PORT-LOUIS, Mauritius, SEPT. 16, 2011 (Zenit.org).- The tiny island of Mauritius, in the Indian Ocean off southern Africa, is legally speaking one of the safest places for an unborn child in Africa.
Bishop Maurice Piat of Port-Louis is having to appeal to political leaders to keep it that way.
The government of Mauritius has ratified a U.N. convention on discrimination against women, but now faces pressure to approve legislation relaxing laws against abortion, Vatican Radio reported Tuesday.
Currently abortion is only legal in cases where the mother's life is in danger.
Bishop Piat is opposing legislation, stemming from the U.N. Convention, which would establish a "right" to abortion during the first six months of pregnancy.
"I hope they will address this question using the criteria of genuine human morality," he said, especially "when it is a question of human life and the respect to which human life has a right from conception."
Bishop Piat noted how the Church stands with women facing an unwanted pregnancy, but stressed that "abortion isn't a right because there is a duty to protect the child."
Solidarity
The bishop also had to answer objectors who claimed that debate on the issue is for the health care and political sectors, and that the Church should stay silent.
"The Church expresses a human point of view and, hence, one that is inevitably moral," he explained. "The Christian faith is not separated from what is essential for human dignity."
"The Gospel sheds light on all that allows man and woman to be genuinely human and to aspire to the happiness to which they have a right," he added.

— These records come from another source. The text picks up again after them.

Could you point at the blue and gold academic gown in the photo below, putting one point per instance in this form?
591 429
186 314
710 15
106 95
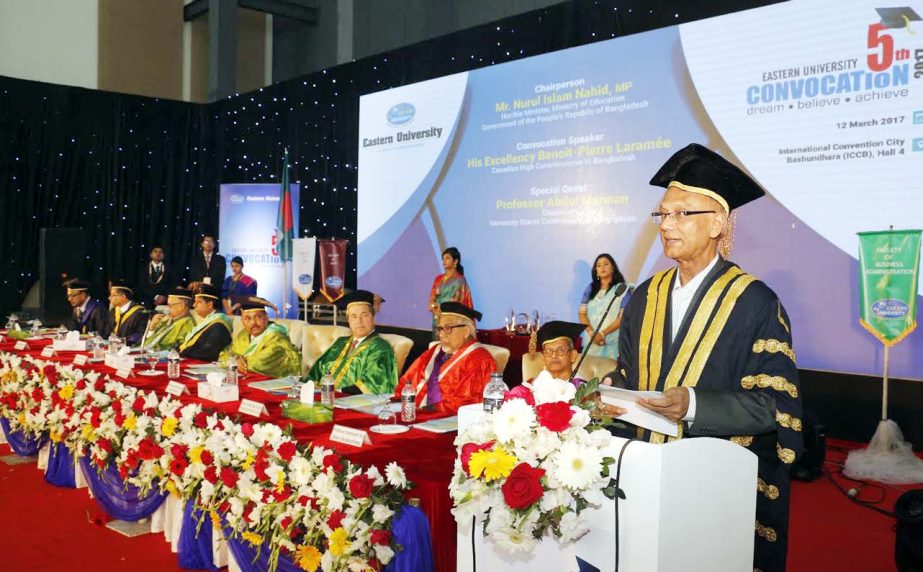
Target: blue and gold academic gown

The bishop called the government to focus on "the causes that lead to abortion" and not to limit itself to "a management of its consequences."
Specifically, he exhorted the executives "to help mothers and families in difficulties, offering them better conditions of life and fitting salaries, so that they are more motivated to look after their children."
He also pointed out the importance of a "network of solidarity" for women, so that they do not feel alone when faced with an unwanted child.
"A woman's right when she is faced with an unwanted pregnancy is, in the first place, to benefit from all the support and all the solidarity necessary for the family and society to bring a child into the world," Bishop Piat affirmed.
He also called for education in sexuality, understood as "an education that presents the nobility of human sexual love lived in the context of a lasting and committed love in matrimony throughout life."